AMD K8 E4 Stepping: SSE3 Performance

by Derek Wilson on 2/17/2005 12:05 AM EST
POST A COMMENT

48 Comments

Back to Article

  • DerekWilson - Monday, February 21, 2005 - link

    #46 and #47

    arent monitor and mwait like hardware semaphores/mutexes?
    Reply
  • PrinceGaz - Saturday, February 19, 2005 - link

    #46- MONITOR tells the processor to detect changes in memory locations (typically in cache), and MWAIT puts a thread into low-power "sleep" until those memory changes are detected.

    MONITOR and MWAIT are meaningless to processors that are only running a single thread, therefore the AMD SSE3 capable processors will just treat them as no operation (it has to be aware of there existence so it can skip past them correctly, and not potentially crash like #44 asked).

    Instructions designed to put one thread to sleep so that the processor can use its full resources on the other thread are only relevant when a single processor is running two or more threads simultaneously. Single-threaded processors will always dedicate full resources to the thread they are running and not put them to sleep as that would be pointless. The O/S still handles thread-switching normally, regardless of how many threads the processor is running.
    Reply
  • pxc - Friday, February 18, 2005 - link

    #45, that would be disasterous (NOP for a wait condition would mean a thread wouldn't wake up). :P MONITOR and MWAIT are useful for HyperThreading, but not exclusive to HT. Any application with multiple threads can benefit from its use. AMD's internal implementations will of course be different, but the instructions will behave the same way. Reply
  • PrinceGaz - Friday, February 18, 2005 - link

    #44- they'll almost certainly just treat monitor and mwait as a NOP (no operation instruction) Reply
  • quanta - Friday, February 18, 2005 - link

    Since SSE3-based AMD64 CPUs don't have hyperthreading, will application using monitor and mwait crashes the Opterons? Reply
  • Viditor - Friday, February 18, 2005 - link

    Derek - By running at 75% quality, aren't you minimizing the effects of lddqu, as this is mainly of use for motion estimation (which is greatly reduced at lower quality settings...)?
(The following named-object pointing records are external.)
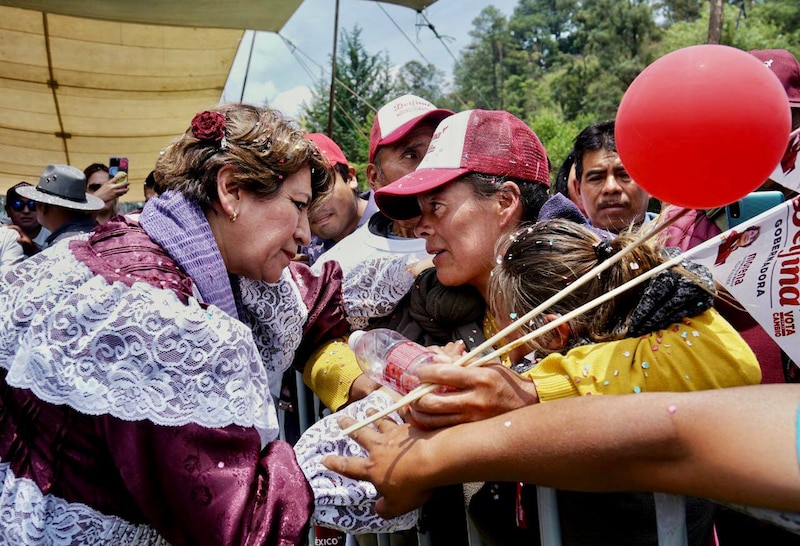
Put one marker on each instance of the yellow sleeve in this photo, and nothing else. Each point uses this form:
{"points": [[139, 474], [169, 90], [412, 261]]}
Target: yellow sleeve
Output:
{"points": [[330, 371], [700, 353]]}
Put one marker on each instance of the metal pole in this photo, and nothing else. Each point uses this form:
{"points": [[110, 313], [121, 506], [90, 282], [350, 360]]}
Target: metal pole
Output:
{"points": [[333, 69], [247, 68]]}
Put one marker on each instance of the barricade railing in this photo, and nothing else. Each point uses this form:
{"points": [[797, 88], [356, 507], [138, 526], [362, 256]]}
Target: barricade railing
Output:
{"points": [[670, 509]]}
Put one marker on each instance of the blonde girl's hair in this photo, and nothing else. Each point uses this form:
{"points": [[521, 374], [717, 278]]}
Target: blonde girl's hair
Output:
{"points": [[542, 259]]}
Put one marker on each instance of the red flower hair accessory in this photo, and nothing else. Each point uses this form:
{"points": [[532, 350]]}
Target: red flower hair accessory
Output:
{"points": [[209, 126]]}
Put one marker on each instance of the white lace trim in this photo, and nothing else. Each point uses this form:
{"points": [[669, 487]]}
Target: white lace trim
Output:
{"points": [[373, 287], [340, 502], [29, 517], [276, 313], [136, 353]]}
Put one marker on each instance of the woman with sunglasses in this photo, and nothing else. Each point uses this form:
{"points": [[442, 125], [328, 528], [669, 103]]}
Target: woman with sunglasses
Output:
{"points": [[10, 250], [22, 212]]}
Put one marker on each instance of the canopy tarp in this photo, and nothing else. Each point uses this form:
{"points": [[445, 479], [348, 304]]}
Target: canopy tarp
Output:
{"points": [[82, 80], [76, 90]]}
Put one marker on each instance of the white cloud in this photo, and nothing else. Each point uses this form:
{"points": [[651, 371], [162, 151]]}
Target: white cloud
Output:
{"points": [[289, 102]]}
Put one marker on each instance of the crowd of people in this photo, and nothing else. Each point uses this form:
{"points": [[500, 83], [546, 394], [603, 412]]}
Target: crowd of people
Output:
{"points": [[144, 356]]}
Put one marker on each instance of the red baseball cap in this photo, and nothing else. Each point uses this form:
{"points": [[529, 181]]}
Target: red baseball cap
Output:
{"points": [[397, 118], [492, 142], [785, 67], [328, 148]]}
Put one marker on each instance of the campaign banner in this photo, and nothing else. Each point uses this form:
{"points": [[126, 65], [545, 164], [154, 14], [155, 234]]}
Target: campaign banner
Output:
{"points": [[758, 262]]}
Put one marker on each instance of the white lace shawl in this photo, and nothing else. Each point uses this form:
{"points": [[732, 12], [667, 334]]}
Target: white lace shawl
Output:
{"points": [[133, 352], [343, 503]]}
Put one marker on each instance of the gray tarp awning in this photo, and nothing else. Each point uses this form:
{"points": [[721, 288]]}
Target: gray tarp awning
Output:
{"points": [[82, 80], [77, 90]]}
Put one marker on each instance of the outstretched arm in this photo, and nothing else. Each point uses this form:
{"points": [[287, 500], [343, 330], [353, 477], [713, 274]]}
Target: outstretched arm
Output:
{"points": [[737, 445]]}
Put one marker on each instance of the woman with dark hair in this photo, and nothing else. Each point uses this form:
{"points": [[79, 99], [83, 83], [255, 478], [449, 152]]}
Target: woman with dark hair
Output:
{"points": [[137, 361]]}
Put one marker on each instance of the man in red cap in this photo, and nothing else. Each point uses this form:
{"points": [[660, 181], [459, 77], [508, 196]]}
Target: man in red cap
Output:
{"points": [[399, 139], [343, 210], [400, 135], [787, 69]]}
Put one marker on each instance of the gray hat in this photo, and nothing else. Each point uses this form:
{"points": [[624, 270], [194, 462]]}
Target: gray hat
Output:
{"points": [[62, 186]]}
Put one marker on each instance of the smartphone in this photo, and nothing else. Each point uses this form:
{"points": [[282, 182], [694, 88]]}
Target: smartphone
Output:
{"points": [[117, 164], [751, 205]]}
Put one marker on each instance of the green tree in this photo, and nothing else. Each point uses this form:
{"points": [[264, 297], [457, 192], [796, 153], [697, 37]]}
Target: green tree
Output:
{"points": [[756, 28], [680, 10], [363, 83], [480, 73], [423, 80], [543, 29]]}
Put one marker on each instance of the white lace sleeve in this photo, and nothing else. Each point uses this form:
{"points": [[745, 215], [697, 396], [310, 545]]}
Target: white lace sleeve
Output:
{"points": [[343, 503], [375, 286]]}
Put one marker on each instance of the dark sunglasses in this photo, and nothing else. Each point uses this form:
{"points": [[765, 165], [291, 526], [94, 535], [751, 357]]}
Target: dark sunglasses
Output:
{"points": [[19, 205]]}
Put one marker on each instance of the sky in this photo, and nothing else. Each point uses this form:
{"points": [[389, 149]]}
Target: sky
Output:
{"points": [[284, 79]]}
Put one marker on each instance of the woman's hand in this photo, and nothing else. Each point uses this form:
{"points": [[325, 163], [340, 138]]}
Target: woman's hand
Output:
{"points": [[396, 465], [475, 394], [114, 188]]}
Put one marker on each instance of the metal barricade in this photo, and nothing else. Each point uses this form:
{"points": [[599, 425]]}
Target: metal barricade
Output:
{"points": [[670, 509]]}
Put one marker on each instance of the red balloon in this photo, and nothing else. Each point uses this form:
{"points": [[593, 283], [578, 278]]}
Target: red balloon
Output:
{"points": [[703, 126]]}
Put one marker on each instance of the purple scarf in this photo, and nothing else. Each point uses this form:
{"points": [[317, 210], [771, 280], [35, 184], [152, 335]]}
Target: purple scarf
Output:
{"points": [[181, 229]]}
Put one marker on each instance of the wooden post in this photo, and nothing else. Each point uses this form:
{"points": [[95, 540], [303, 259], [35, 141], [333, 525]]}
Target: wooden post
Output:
{"points": [[715, 22], [333, 70]]}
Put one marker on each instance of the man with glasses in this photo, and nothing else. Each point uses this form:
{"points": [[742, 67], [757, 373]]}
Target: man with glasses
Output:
{"points": [[62, 204], [22, 212]]}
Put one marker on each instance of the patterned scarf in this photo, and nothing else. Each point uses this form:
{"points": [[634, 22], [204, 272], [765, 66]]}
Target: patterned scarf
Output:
{"points": [[181, 229]]}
    (Thanks to Mike S for pointing this out to me...)
    Reply
  • Viditor - Friday, February 18, 2005 - link

    PrinceGaz - "It definitely looks like these new E stepping chips run hotter"
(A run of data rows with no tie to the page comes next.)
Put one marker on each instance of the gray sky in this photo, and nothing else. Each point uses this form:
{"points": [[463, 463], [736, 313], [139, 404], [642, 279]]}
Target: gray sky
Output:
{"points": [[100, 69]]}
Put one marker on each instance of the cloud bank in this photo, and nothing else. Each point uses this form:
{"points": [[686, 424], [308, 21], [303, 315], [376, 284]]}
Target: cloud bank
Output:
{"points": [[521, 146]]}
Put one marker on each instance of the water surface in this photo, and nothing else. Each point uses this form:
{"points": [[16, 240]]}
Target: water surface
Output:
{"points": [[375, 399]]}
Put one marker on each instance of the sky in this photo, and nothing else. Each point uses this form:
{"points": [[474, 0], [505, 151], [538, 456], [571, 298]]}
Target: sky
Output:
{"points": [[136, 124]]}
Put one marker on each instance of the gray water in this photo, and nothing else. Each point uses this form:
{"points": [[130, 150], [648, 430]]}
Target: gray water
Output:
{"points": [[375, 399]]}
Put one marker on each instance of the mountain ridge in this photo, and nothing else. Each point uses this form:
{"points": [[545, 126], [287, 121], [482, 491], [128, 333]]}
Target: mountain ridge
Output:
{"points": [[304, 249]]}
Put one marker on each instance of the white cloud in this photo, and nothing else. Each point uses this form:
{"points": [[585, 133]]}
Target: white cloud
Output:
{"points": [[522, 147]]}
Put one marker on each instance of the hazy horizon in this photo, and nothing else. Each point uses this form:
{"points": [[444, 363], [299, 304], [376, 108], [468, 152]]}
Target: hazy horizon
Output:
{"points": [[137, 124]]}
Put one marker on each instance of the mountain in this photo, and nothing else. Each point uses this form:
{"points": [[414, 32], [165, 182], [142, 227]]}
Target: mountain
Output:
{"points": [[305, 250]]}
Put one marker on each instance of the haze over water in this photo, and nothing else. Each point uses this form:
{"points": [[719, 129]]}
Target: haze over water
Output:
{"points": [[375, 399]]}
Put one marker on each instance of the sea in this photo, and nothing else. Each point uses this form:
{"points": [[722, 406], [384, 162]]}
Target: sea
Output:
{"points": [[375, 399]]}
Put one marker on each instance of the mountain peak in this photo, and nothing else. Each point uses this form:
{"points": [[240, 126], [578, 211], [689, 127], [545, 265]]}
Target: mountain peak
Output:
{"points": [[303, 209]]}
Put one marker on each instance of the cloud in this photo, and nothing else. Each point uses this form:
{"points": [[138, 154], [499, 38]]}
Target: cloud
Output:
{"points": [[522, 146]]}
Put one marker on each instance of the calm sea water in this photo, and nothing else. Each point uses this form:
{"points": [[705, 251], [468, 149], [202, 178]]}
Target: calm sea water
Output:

    Unfortunately, you can't really tell with AMD chips...
    All we really know is that under absolutely NO circumstances will it run higher than 92.6w...
    I do wish TDP was a standard across all companies, but I guess that would be impractical.
    Sadly, this is a measurement that none of the review sites ever make...
    Reply
  • Viditor - Friday, February 18, 2005 - link

    Icehawk - "I've worked for several large corporations (Fortune 500) and none of them have AMD servers anywhere..."
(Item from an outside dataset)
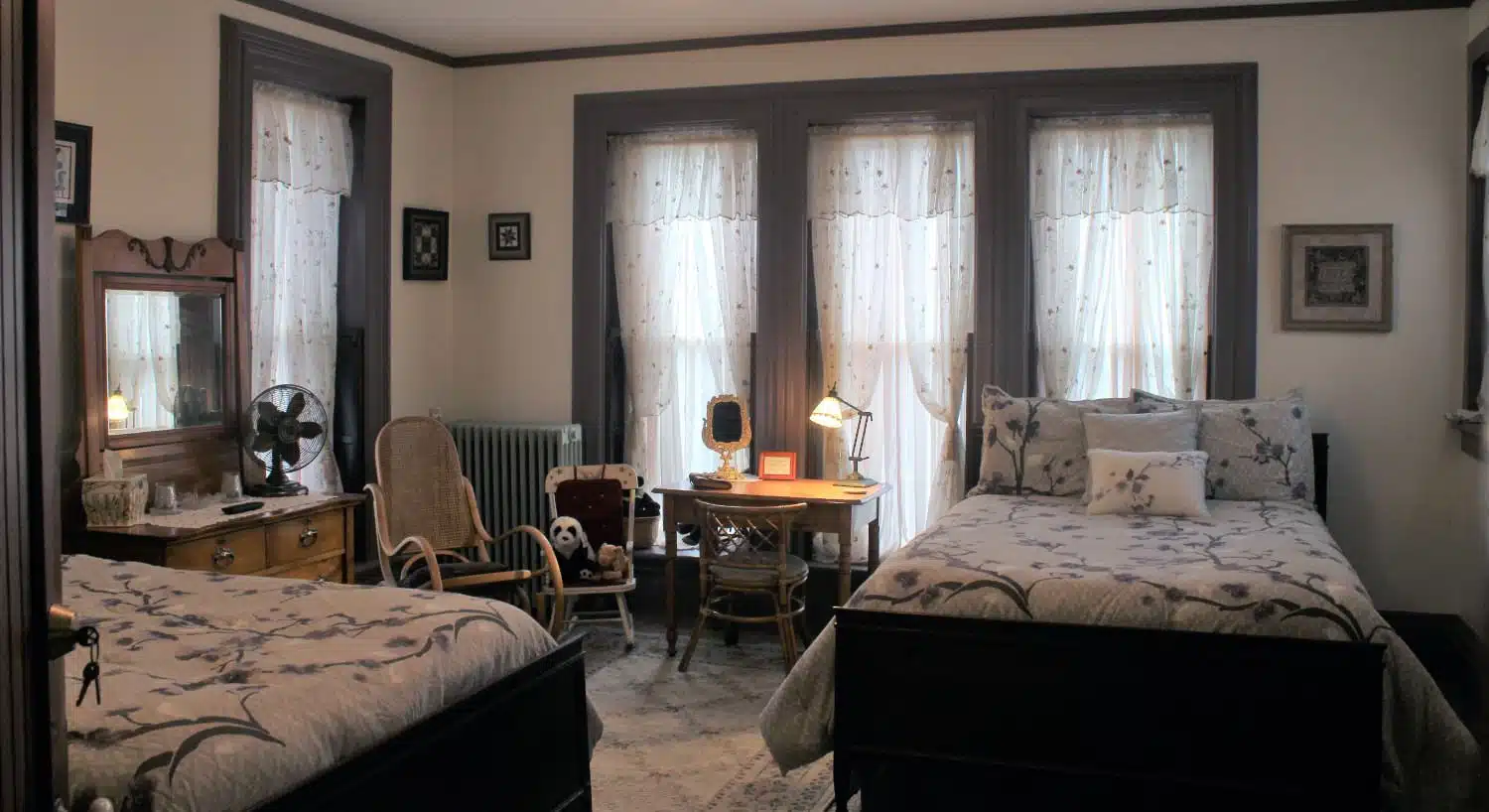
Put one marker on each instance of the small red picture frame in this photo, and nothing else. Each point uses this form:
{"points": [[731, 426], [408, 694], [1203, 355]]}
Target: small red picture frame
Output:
{"points": [[777, 466]]}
    40% of the Fortune 500 companies are now using Opteron servers. A large percentage of the most powerful new supercomputers are Opterons.
    I am sure that while you worked for those companies the did not have Opterons, as this is only a recent development (over the last year).

    "most vendors only offer Intel boxes"

    This too has changed over the last year. As of now, the only major vendor to be Intel only is Dell. In fact, Sun has cancelled their Xeon line in favour of Opterons...

    http://www.theregister.co.uk/2005/02/10/sun_kills_...

    Reply
  • PrinceGaz - Friday, February 18, 2005 - link

    #39- although the 2.4GHz x50 D4 Opteron also has the same 85.3W TDP as the 2.2GHz part, the 2.6GHz x52 has a TDP of 92.6W which is higher than any other Opteron including the 130nm parts.

    It definitely looks like these new E stepping chips run hotter, but we need power consumption and temperature tests to say for sure.
    Reply
  • Brunnis - Friday, February 18, 2005 - link

    #38

    Well, AMD said that power requirements would drop for chips at the same frequency, if I remember correctly. The TDP doesn't say anything about processors currently available. For all we know the 85W figure could be for a future 4GHz Opteron. I'm exaggerating, but you get my point. :)
    Reply
  • aznskickass - Friday, February 18, 2005 - link

    I am actually not very surprised, as you would expect SSE3 to have a much bigger impact on the P4 due to it's much longer pipeline and weaker FPU.

    #30, wow, wattage has jumped up a lot with strained silicon (no wonder Prescotts are having trouble, esp. since they don't have SOI)...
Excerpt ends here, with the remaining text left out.